Franciscan Spirit Blog

My Backyard Chapel

Photo of a backyard

The other morning, I went out and sat on our back porch. It’s something that I often do on the weekends. It’s my time before everyone else in the house gets up and our hectic life shifts into high gear. I go out there to pray, read a book, write, and reflect. 

It is, in many ways, my own personal chapel. There are no stained glass windows, but there is a wide variety of colorful flowers all around, including the rosebush just off the porch that was given to me when my mom died. Past the vegetable garden that provides our family with nourishment, a statue of St. Francis looks on from the back corner of the yard. The fire pit, a few yards away from the porch, speaks to the gathering of family and friends many nights, celebrating the blessings of relationships—and very often s’mores. This porch is a physical connection between my past—growing up in this house—and the present—moving back after Mom’s death.

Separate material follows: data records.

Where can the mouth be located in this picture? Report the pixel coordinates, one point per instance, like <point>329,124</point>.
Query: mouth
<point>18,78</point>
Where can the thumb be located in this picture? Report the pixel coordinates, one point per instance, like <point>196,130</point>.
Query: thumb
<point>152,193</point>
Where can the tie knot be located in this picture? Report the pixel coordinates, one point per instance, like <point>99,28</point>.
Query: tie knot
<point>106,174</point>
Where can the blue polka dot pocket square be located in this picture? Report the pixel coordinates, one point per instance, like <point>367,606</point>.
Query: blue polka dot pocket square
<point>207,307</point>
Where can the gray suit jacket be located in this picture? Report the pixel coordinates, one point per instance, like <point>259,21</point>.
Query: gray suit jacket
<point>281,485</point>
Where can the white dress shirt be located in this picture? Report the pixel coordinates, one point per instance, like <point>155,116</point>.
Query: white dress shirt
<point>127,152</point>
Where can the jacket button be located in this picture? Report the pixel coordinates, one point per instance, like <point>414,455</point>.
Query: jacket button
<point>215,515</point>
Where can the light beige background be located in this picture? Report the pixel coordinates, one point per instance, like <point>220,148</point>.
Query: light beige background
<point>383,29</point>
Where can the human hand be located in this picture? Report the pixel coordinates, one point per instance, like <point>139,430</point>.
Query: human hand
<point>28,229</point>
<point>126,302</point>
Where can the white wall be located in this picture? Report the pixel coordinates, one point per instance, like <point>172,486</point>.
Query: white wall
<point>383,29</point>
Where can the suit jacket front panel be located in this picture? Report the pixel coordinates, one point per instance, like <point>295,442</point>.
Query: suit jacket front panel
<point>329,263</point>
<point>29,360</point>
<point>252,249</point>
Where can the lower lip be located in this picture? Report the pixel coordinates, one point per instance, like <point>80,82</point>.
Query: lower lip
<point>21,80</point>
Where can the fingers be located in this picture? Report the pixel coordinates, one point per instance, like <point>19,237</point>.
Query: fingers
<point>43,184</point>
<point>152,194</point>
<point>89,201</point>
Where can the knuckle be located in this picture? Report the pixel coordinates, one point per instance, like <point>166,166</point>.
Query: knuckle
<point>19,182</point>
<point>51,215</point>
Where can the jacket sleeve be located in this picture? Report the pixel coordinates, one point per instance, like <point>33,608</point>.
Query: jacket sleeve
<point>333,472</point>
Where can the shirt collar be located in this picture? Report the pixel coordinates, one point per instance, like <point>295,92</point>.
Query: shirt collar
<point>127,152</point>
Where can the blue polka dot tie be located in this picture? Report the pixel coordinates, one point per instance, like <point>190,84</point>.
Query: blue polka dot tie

When I was younger, I would often watch my dad sit on the back porch in the evenings and gaze out onto the yard. Sometimes my sisters and I would join him and fall asleep on the glider next to him. I always wondered what he was looking at. I wonder if he was looking out on the same things I do now.

How Do You Pray?

As I sat on the porch that particular day, there was a slight breeze blowing. The sun was just beginning to extend its rays over the giant tree in my neighbor’s backyard, casting a soft glow on the world below it. My dog, Tigger, was curled up and fast asleep on the couch beside me. The words of Psalm 46 repeated in my head: “Be still, and know that I am God.”

Suddenly, my youngest daughter, Kacey, appeared in the doorway.

“What are you doing?” she asked.

“I’m praying,” I told her.

“It doesn’t look like it,” she countered. “It looks like you’re just sitting there in your pajamas, doing nothing.”

“Really?” I jokingly shot back at her. “And what exactly does prayer look like?” She proceeded to give me the standard bow-your- head-and-fold-your-hands answer. Then she recited a few of the prayers she has learned over the past few years in school, such as the Hail Mary and Glory Be—just in case I had forgotten them.

That’s certainly one way—and an important way—to pray, I told her. But it’s not the only way. Sometimes, I said, a prayer can be as simple as saying “thank you” or just acknowledging and appreciating the blessings you have. “When I sit out here, I say prayers of thanks for all the things I see around me—the trees, the breeze, the sounds of the birds and the bells from the church up the street,” I said.

Finally, I told her how I pray for her and her siblings who are often asleep inside when I’m out here. Of course, that prayer is usually immediately followed by a prayer of thanks for this all-too-infrequent brief period of peace and quiet. 

I’m not sure she bought into it, but I hope that maybe someday she will understand and discover her own personal chapel—wherever that may be.